マンガ家の古泉智浩です。ココログより引越ししました。

『大日本人』見ました

 松本人志監督作品『大日本人』については、大変なプロモーションの割りに「北野監督に慰められる」「映画ではない」「淡々として山がない」など、まるで滑っているかのような不穏な評価が聞こえて来ており、果たして大丈夫なのかと心配になりながら月曜メンズデーでユナイテッドシネマに行って来ました。

 分かっている人ヅラするようで恐縮ですが、大変面白い映画でした。爆笑するような場面はあまりないもののどの場面も面白く描かれていて、声を出して笑うところもたくさんありました。でも平日の昼間のユナイテッドでは滅多に無くお客さんが入っていたのに、笑ってるのオレだけでした。新潟の県民性の問題なんでしょうか。『グエムル』の時もオレと一緒に行った永島くんと、もう一人離れて座っていたおじさんだけがゲラゲラ笑ってました。

 以下、ネタばれ大有りで感想を述べます。これから楽しみに見ようとしている方は絶対に続きを読まないでください。絶対に読まないで見た方が面白いですよ。

 そうは言っても、松本さんの映画だからと期待に胸をパンパンに膨らませて見に行くと、爆笑映画ではないので、気持ちのやり場に困るというのも頷けます。そもそも、浜田さんの突っ込みも、スタッフの誘い笑いもないので、笑いポイントをテレビのようにガイドしてくれない。

 巨大化して怪獣と戦うヒーローとして存在する大日本人である大佐藤へのインタビューのドキュメント形式で構成された、リアリズムの怪獣映画です。現実にそんな人がいたら果たしてどのような日常を送り、どのように怪獣と戦い、どのようなメンタリティなのかを実に上手に丹念にシュミレートしています。しかも、大日本人に変身し、巨大化した大佐藤は全然かっこよくなく、また怪獣もふざけているので、そこでもお客さんを困惑させます。淡々とした場面が多いですが、面白くする工夫が凝らされているので全く退屈はしませんでした。
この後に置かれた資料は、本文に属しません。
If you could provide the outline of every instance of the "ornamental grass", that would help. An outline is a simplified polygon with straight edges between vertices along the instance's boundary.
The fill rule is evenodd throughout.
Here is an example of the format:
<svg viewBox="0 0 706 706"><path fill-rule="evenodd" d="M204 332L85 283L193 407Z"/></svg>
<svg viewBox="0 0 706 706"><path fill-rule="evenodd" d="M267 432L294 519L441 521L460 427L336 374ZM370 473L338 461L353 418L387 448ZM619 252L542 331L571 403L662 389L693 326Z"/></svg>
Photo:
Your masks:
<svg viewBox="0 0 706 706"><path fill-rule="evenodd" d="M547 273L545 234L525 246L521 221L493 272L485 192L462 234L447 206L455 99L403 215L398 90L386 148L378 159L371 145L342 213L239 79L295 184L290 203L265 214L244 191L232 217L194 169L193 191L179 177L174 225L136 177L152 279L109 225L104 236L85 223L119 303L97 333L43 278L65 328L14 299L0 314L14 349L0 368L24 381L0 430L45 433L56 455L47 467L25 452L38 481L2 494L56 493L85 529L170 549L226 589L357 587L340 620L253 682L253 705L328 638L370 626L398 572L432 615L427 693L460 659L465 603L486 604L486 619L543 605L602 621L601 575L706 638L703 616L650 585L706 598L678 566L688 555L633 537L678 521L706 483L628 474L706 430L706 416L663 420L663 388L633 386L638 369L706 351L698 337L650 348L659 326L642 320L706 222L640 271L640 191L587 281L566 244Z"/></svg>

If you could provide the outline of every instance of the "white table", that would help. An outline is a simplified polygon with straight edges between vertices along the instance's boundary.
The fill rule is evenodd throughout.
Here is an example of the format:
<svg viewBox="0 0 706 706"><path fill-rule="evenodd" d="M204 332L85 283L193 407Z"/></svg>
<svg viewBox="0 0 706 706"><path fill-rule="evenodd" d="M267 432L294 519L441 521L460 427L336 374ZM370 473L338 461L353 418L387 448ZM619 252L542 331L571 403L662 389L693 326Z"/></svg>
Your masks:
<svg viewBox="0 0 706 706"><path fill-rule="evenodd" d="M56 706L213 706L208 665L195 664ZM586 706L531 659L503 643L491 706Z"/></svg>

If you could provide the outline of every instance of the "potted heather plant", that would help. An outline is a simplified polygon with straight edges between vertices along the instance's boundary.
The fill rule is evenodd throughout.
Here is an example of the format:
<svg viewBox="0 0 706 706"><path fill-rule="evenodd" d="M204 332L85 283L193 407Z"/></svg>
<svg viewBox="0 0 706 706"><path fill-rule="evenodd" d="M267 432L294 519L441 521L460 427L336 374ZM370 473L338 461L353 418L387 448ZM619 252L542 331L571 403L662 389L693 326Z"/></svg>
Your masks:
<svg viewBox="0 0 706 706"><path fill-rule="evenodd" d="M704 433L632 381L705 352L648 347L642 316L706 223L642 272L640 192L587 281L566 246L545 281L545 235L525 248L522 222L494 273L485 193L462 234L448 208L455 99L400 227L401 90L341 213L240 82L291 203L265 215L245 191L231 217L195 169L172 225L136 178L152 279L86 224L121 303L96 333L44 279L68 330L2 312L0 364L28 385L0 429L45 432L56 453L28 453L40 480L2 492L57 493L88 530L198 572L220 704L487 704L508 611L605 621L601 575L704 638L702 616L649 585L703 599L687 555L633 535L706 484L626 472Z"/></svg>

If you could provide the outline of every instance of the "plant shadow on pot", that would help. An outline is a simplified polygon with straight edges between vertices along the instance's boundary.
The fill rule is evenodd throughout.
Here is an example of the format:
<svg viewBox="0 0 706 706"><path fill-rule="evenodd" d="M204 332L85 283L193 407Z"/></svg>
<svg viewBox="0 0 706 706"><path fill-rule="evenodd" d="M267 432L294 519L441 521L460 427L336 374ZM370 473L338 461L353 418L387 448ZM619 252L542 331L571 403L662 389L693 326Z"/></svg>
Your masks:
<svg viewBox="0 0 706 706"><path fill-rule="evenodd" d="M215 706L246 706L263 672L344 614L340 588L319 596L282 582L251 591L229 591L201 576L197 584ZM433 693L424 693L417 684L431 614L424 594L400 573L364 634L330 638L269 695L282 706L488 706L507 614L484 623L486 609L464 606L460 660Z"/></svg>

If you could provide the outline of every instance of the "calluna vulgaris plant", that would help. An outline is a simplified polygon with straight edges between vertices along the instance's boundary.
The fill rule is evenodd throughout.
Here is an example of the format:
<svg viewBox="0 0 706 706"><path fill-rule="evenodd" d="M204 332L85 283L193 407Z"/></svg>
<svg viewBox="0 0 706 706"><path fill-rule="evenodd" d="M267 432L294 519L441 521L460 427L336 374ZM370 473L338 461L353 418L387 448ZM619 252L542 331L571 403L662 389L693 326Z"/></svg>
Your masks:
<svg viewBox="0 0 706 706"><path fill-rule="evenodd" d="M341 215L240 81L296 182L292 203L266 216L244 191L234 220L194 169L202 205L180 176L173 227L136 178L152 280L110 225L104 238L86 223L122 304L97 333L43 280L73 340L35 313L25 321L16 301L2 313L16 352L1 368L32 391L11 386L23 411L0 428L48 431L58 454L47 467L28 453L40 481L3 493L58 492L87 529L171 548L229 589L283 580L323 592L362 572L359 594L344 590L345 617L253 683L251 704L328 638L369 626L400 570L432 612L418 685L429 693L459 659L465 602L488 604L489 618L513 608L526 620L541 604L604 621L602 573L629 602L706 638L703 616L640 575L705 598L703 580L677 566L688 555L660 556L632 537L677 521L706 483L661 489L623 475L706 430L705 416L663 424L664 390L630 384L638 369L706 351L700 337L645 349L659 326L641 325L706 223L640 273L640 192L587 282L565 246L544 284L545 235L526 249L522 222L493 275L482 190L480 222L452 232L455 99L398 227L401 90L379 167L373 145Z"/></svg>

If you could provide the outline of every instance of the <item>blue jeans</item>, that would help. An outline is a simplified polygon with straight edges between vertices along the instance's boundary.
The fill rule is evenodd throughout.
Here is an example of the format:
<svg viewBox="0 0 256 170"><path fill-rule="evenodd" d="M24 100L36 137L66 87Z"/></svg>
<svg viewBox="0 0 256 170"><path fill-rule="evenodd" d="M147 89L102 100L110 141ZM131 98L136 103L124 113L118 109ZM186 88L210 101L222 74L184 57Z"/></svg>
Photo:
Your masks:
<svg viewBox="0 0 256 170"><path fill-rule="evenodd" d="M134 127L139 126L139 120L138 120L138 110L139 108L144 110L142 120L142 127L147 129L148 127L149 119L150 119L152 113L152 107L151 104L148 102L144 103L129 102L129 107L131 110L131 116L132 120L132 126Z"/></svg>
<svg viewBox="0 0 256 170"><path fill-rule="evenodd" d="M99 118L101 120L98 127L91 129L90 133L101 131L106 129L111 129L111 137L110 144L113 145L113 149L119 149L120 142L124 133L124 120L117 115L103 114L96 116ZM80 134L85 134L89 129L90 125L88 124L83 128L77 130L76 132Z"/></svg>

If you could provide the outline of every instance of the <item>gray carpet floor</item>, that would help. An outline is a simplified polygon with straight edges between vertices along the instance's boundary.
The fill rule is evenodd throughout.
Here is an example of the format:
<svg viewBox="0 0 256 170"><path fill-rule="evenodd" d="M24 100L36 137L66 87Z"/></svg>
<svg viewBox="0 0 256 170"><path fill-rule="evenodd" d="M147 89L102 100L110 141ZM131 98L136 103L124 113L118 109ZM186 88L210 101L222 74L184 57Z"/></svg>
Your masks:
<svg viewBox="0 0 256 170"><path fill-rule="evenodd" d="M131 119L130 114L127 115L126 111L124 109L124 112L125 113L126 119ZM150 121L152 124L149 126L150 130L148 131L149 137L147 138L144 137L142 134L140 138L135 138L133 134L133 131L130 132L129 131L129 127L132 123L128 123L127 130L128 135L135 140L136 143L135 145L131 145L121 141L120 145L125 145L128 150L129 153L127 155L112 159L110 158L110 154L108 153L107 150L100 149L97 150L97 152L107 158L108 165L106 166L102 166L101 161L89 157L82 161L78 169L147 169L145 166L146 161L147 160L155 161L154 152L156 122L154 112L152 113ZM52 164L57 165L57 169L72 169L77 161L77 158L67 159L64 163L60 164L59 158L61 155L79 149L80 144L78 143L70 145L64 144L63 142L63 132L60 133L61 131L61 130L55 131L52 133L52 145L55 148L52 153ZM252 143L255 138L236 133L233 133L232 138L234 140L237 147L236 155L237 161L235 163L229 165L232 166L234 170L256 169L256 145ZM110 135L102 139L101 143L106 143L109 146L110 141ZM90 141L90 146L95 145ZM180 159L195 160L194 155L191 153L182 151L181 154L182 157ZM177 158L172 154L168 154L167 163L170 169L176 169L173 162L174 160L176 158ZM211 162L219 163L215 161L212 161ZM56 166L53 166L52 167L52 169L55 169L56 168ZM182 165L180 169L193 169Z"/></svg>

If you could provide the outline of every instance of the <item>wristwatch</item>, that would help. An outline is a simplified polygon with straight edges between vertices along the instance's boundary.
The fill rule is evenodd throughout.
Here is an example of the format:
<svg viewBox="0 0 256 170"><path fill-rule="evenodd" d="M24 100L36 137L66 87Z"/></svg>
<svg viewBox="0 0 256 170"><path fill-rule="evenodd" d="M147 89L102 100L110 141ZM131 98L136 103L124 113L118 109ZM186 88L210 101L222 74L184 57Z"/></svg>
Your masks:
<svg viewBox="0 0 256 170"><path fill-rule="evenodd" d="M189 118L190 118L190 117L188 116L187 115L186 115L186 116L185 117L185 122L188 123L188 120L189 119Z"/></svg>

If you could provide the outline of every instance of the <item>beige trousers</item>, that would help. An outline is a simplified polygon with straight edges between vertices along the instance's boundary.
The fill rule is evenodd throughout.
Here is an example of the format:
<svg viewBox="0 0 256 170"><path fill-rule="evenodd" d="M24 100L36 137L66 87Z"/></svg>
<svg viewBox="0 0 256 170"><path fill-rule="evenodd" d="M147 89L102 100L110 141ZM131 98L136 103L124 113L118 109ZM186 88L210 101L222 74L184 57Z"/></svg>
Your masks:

 『エヴァンゲリオン』に端を発する、謎の巨大怪獣や生物が分けの分からないまま人類に襲い掛かるという謎を、伝統と歴史に位置づける事で、納得させるという回答を導き出しているのは見事です。歴史映像に歴代の大佐藤が映っているのも面白かったです。でも笑っているのはオレだけでした。

 お金と技術と時間と労力をつぎ込んだビジュアルバムと言えば、言えるような気もしますが、だったらオレには上等です。次回作にも期待が高まります。今回は不安と心配で見に行ったので、逆にひどく面白く感じる部分もあったのでその点がまた心配です。『トゥモローワールド』以来でパンフレット買いました。

 好みの問題ですが、ラストが着ぐるみコントになってしまったのは嫌でした。世界観を壊さないCGバージョンをDVD特典で付けて欲しいです。外国で受けなかったというのは、何しろ我々は松本さんの顔に20年くらい親しんでいるわけで、冷静になって見ると、そんなに慣れてない人々に受ける見てくれではないですよね。果たしてそういう人らに、松本さんの顔面で画面が持つのだろうかという疑問はあります。それからラスト近くの場面で自衛隊特殊部隊みたいな人たちが大佐藤宅を急襲するのですが、それが必要以上にものものしく演出が過剰でちょっと白けました。ロープを伝って降下する必要は全くありません。大絶賛も気持ち悪いので敢えて苦言を呈してみました。本当はすごく満足なんですよ。

 それから去年あらゆる賞を総なめにした『フラガール』をDVDで見ました。ベタベタのベタドラマでストーリー至上主義者としては全く評価できないのですが、演技と演出がいいので感動的な場面で泣いてしまいました。なんだかなー。泣けるのと面白いのは全く次元の違う問題です。